L’avocate Shirin Ebadi, Prix Nobel de la paix en 2003, juge que le mouvement de protestation pourrait prendre plus d’ampleur encore que celui de 2009.
Pour Shirin Ebadi, « la situation économique et l’écart effrayant entre les riches et les pauvres (…) sont à la base de la protestation ».
« Je crois que les manifestations ne vont pas finir de sitôt. Il me semble que nous assistons au début d’un grand mouvement de protestation qui peut aller bien au-delà de la vague verte de 2009. Cela ne m’étonnerait pas que cela devienne quelque chose de plus grand. » C’est ce que déclare au journal italien La Repubblical’avocate iranienne Shirin Ebadi, Prix Nobel de la paix en 2003, et qui vit désormais en exil à Londres.

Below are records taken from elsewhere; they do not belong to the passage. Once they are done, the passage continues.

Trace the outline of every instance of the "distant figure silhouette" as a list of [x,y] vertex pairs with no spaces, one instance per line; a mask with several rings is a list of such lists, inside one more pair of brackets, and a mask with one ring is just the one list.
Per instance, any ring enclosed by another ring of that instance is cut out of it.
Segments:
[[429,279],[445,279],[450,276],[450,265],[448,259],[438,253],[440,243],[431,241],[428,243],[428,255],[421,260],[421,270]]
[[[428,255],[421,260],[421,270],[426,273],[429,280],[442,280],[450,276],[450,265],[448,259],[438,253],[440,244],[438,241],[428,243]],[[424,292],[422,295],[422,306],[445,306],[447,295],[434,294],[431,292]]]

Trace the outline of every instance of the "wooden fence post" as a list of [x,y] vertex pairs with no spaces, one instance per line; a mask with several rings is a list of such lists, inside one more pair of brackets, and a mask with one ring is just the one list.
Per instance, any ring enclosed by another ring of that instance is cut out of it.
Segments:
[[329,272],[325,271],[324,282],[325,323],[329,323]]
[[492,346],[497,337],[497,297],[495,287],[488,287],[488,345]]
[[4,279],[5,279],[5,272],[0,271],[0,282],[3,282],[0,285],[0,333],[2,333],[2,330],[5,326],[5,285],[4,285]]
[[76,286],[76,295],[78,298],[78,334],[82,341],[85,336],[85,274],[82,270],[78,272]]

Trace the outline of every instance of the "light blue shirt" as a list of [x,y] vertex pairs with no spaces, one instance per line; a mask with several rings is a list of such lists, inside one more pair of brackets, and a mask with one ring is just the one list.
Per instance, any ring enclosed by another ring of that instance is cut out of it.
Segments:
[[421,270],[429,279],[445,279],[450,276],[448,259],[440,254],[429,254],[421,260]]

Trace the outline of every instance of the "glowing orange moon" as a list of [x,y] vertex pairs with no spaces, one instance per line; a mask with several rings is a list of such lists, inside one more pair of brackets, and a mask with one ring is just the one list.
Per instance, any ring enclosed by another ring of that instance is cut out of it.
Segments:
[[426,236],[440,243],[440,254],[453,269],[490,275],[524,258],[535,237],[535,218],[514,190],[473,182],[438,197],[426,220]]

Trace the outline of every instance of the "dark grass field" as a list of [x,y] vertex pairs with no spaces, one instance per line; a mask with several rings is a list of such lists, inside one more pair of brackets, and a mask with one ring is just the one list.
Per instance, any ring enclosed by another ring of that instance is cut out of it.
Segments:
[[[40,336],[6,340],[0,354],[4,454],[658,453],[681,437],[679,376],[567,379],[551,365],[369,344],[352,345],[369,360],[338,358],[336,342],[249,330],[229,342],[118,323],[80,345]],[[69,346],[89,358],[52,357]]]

L’Iran a connu cette nuit de nouvelles manifestations contre le pouvoir durant lesquelles deux personnes ont été tuées, des dizaines arrêtées et des bâtiments publics attaqués. Il s’agit des plus importantes manifestations depuis le mouvement de contestation contre la réélection de l’ex-président ultraconservateur Mahmoud Ahmadinejad en 2009, qui avait été violemment réprimé.
La situation économique et l’écart effrayant entre les riches et les pauvres (…) sont à la base de la protestation.
Mais, désormais, les racines de la colère sont avant tout économiques et sociales : « En Iran, et ce n’est pas nouveau, il y a une très grave crise économique. La corruption dans tout le pays est à des niveaux épouvantables. La fin de certaines sanctions liée à l’accord sur le nucléaire avec l’Europe et les États-Unis en 2015 n’a pas apporté de bénéfices réels à la population, contrairement à ce que beaucoup attendaient », explique Mme Ebadi. « À cela s’ajoute le fait que l’Iran a des dépenses militaires très élevées. Les gens ne tolèrent plus de voir tant d’argent dépensé pour cela », ajoute-t-elle. « Les jeunes sont les plus déçus », prévient l’avocate en évoquant le chômage élevé qui les touche, la corruption et « le climat de censure que l’on respire dans les rues ».
Et si des femmes sont également descendues dans les rues, « le mouvement actuel n’est pas une question de genre », assure-t-elle. « La situation économique et l’écart effrayant entre les riches et les pauvres, entre ceux qui jouissent du bien-être et ceux qui ne le peuvent pas, sont à la base de la protestation. Les écarts sociaux n’ont fait que s’agrandir ces dernières années et c’est un des éléments-clés pour comprendre ce qui se passe », insiste le Prix Nobel de la paix 2003.